On Jan. 31, members of the congregation were outraged when someone defaced the banner by cutting out the word “Equality” from a phrase that read, “We Will Always Support Marriage Equality” on the banner. Members of the congregation put up a new banner on Feb. 6 that read: “Dear Vandals: You Can Cut the Word Equality Out of Our Banner, But You Can’t Cut the Message Out Of Our Church. We Will Always Support Marriage Equality.” On March 2, the banner was defaced again by someone who cut out the word “Equality”.
Police have launched an investigation into the incidents, and at this time are considering them as cases of vandalism as opposed to hate crimes, but that may change once a motive is determined and who is involved. Rev. Kathy Cooper-Ladesma, who heads the congregation at Hollywood United Methodist Church, said she was shocked to learn the vandalism had occurred a second time.
“The banner was fine, and then around three o’clock, one of the parishioners called and said it had happened again,” Cooper-Ladesma said. “This time it happened in broad daylight, and at one of the busiest intersection in Los Angeles. We believe it is the same person who doesn’t believe in the message we are putting forth. They are sending a clear message that they don’t believe a church should believe in equality.”

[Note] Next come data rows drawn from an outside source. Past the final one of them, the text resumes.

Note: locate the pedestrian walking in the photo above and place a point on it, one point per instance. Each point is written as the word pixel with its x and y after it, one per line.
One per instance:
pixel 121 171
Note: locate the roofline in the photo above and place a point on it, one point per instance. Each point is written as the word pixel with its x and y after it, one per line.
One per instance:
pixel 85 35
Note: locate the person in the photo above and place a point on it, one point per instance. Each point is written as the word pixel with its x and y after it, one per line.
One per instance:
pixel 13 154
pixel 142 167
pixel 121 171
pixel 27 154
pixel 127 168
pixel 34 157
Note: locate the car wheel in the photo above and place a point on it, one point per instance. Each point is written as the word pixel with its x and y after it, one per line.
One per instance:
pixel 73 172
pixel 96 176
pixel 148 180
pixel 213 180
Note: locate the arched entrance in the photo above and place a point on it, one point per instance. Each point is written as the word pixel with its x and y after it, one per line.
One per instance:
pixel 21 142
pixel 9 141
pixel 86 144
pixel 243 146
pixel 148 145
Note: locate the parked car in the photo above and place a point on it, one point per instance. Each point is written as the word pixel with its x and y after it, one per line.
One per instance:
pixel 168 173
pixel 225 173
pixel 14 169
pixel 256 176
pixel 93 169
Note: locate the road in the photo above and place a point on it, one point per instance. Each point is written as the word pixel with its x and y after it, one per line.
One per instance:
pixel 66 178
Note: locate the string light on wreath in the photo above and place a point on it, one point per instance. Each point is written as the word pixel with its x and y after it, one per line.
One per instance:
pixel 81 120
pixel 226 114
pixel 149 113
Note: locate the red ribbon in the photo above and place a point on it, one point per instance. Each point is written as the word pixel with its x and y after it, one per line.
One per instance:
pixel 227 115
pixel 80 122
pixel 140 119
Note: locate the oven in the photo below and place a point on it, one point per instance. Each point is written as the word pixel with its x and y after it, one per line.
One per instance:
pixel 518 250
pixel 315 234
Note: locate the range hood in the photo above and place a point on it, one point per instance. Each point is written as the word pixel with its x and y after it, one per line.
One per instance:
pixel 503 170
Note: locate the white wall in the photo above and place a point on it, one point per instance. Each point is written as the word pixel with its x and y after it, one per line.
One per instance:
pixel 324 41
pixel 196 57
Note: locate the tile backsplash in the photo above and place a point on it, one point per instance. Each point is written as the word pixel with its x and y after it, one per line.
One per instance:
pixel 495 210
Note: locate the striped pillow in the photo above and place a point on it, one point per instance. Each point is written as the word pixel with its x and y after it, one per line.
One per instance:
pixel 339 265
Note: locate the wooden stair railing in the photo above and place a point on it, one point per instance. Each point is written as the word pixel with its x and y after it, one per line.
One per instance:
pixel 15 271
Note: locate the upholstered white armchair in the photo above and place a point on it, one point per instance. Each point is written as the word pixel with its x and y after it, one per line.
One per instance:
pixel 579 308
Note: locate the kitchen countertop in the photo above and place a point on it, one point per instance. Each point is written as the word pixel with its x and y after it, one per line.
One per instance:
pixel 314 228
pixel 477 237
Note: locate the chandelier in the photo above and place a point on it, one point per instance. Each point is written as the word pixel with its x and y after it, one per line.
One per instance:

Cooper-Ladesma said the vandalism occurred sometime between 11 a.m. and 3 p.m. on March 2, and said she hopes someone saw what happened and will report the information to the police. She added that the incident has upset many people in the 350-member congregation, but has also inspired the church to continue pushing for marriage equality. The vandalized banner will remain up until early next week when the church replaces it with an announcement about Easter, but Cooper-Ladesma said plans call for a new banner with the marriage equality message to be created and put up again after Easter.
“Some folks were absolutely heartbroken. They were in disbelief that this could happen,” Cooper-Ladesma said. “We are supposedly in a place that believes in marriage equality, so it was very disheartening.”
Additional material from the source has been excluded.